Otro de los principales
ingresos lo obtenía como coaténquetl (el poseedor de
culebras). Esto consistía en proporcionar un mazacóatl, o culebra- venado
(nombre que se le da al animal porque su hocico es semejante al del ciervo), a
todo aquel que lo necesitaba para limpiar de tuzas, ratones y toda clase de
roedores, su campo de labor. El mazacóatl es grande y fuerte,
pero no venenoso. Es tan domesticable que suele vivir, inofensivo y bonachón,
en los mismos hogares de los indígenas.
En cuanto el cuatitlácatl sabía de alguno, visto
en los montes, iba en su busca. Después de rodeos y preparativos en que
intervenía principalmente la observación, ponía al alcance de la culebra una
presa que por su tamaño pudiera provocarle el aletargamiento. Era entonces
cuando aseguraba al reptil y cargaba con él a su casa. Después era el verdadero
trabajo, el de educarlo: un silbido peculiar y luego la entrega del alimento
diario, forzosamente una presa viva.
Los vecinos solicitaban
periódicamente los servicios de las culebras del cuatitlácatl, para que destruyeran
las plagas de roedores que dañaban sus sembrados en pleno fruto.

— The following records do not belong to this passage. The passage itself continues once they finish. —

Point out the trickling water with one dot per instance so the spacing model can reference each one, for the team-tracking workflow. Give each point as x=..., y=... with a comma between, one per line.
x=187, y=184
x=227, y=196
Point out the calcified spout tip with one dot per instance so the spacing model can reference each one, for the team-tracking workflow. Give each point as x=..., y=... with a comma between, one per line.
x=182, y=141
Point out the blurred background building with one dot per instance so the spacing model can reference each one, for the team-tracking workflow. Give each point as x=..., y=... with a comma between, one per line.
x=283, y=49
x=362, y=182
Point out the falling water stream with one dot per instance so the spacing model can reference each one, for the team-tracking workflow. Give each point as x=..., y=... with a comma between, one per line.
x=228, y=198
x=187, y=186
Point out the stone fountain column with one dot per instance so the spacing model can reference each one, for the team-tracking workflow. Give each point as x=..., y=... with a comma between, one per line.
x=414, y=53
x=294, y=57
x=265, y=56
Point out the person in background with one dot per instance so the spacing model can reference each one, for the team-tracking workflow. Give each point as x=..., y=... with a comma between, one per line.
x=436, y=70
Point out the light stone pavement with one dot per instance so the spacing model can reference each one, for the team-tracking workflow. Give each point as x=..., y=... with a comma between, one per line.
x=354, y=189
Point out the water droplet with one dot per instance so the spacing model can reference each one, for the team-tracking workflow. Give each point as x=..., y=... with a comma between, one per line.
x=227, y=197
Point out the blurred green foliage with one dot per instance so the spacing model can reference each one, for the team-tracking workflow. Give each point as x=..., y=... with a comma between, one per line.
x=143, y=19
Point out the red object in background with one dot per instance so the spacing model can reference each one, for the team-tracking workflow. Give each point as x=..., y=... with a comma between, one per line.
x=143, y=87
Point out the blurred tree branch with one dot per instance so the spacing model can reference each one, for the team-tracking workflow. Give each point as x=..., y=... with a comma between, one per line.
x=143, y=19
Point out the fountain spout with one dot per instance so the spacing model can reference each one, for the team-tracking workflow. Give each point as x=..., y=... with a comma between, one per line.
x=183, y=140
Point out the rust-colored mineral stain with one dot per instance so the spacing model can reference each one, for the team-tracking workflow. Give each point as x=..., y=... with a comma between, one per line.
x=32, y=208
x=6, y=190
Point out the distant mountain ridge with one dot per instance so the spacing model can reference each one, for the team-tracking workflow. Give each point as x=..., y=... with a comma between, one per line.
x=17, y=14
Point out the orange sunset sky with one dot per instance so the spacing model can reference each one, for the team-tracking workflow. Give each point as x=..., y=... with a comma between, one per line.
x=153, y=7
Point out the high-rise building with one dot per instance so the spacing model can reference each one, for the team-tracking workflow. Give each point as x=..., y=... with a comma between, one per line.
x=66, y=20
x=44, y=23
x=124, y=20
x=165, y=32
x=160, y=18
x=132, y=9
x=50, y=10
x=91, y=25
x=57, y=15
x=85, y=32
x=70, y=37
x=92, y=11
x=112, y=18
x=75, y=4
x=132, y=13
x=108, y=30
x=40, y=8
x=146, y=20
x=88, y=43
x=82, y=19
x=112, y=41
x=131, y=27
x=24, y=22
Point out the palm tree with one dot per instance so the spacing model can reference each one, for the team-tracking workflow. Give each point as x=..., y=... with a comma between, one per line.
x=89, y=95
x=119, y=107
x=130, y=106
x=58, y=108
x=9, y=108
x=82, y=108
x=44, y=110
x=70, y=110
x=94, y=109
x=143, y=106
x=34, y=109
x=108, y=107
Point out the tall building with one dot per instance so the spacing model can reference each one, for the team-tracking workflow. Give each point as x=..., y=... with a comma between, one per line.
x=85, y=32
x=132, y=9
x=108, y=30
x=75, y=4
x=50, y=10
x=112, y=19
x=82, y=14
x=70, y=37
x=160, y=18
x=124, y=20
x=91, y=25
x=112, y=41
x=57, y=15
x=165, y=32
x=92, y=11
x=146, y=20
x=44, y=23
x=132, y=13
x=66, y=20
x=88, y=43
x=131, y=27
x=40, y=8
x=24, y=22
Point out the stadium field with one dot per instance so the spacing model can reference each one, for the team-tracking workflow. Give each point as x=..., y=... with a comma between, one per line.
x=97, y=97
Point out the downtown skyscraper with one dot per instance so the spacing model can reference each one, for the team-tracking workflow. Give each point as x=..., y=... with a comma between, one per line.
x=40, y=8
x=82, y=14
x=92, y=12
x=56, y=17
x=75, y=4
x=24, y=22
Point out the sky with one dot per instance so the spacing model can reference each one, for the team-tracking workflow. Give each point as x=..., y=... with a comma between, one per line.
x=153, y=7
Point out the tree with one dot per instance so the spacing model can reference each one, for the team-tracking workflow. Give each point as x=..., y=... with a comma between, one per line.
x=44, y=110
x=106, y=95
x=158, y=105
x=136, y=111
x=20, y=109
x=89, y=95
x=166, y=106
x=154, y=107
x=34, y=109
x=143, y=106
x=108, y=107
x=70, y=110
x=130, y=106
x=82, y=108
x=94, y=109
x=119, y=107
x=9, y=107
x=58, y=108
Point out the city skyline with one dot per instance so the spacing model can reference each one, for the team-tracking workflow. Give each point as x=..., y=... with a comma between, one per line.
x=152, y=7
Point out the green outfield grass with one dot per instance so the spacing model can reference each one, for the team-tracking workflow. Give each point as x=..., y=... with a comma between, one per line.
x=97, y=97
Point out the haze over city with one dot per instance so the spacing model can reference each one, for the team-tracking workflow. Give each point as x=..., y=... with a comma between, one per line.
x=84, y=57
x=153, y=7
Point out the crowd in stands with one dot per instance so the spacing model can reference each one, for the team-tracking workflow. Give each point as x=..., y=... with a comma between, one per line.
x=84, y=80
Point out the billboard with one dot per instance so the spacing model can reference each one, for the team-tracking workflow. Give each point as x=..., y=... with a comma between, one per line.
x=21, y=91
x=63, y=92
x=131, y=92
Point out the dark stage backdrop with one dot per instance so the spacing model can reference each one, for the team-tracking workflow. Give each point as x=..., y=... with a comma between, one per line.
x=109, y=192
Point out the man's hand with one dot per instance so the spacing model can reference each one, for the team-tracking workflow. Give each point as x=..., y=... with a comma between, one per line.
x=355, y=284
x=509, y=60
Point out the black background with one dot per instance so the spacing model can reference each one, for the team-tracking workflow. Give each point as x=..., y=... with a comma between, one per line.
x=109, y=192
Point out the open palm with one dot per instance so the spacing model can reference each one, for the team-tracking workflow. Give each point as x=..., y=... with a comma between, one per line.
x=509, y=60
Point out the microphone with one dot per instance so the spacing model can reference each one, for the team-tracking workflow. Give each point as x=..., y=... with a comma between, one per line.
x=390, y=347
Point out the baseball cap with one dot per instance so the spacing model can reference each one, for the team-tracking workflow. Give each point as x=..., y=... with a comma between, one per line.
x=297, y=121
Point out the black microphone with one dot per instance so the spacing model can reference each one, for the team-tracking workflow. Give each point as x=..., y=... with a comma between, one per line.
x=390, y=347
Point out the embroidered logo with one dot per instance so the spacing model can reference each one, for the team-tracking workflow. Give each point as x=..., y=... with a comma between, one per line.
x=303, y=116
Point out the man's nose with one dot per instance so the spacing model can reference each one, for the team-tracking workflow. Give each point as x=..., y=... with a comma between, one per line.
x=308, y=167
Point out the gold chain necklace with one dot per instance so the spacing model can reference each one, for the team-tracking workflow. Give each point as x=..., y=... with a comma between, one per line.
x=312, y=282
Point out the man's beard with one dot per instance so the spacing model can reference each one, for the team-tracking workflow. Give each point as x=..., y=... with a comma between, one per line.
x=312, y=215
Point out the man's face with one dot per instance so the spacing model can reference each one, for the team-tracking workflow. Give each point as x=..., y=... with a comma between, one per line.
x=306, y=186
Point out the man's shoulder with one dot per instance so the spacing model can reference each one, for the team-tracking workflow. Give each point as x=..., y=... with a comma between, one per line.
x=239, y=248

Varias de esas culebras tenía alquiladas el cuatitlácatl. El pago consistía, casi
siempre, en una gallina ponedora, en un pequeño marrano, o
bien en unos cuartillos de maíz o frijol. El hombre, al entregar a los
interesados sus extinguidores de ratas, hacía la advertencia de que se les
tratara bien porque, aun cuando parecían tan mansos, una vez enfurecidos
constituían, hasta para él, un serio peligro. Pero lo que más recomendaba era
que, de haber tomado aguardiente, no se les acercaran, porque son completamente
irritables al simple olor del alcohol.
Una vez, un indígena
alquiló para su labor un mazacóatl, tan grueso como el
muslo de un hombre y tan largo que en sus anillos se hubiera ahogado fácilmente
un leopardo. Bien pronto comenzó a verse que el daño disminuía en el campo de
labor. Aun en las tardes que amenazan lluvias, cuando reina una gran inquietud
en todo lo montaraz, ni los ratones daban señales de vida. Era que la culebra
había trabajado activamente.
Cuando el dueño de la
milpa se convenció de que la culebra ya no tenía qué hacer, se dispuso a devolverla
a su propietario. Familiarizado ya con ella, después de un agasajo predilecto,
le fue fácil meterla en un enorme cesto, cuya boca tapó con una manta.
Llevando a cuestas la
valiosa carga, el agricultor tomó camino de la ranchería. Pesaba tanto, que
en la cuesta se vio precisado a descansar repetidas veces. Y cuando llegó a una
venta, de esas que en las orillas de algunos caminos son como estaciones
forzadas de todo caminante, depositó su carga en una banca y se acercó al
ventanuco a empinarse un aguardiente. Recordando la advertencia hecha por el
dueño de la culebra, él bebedor echó a ésta un vistazo... ¿Qué podría hacer, si
estaba, de hecho, prisionera y, además, ya habían concertado una amistad que
rayaba en la confianza? Convencido, el hombre apuró otro vaso de caña.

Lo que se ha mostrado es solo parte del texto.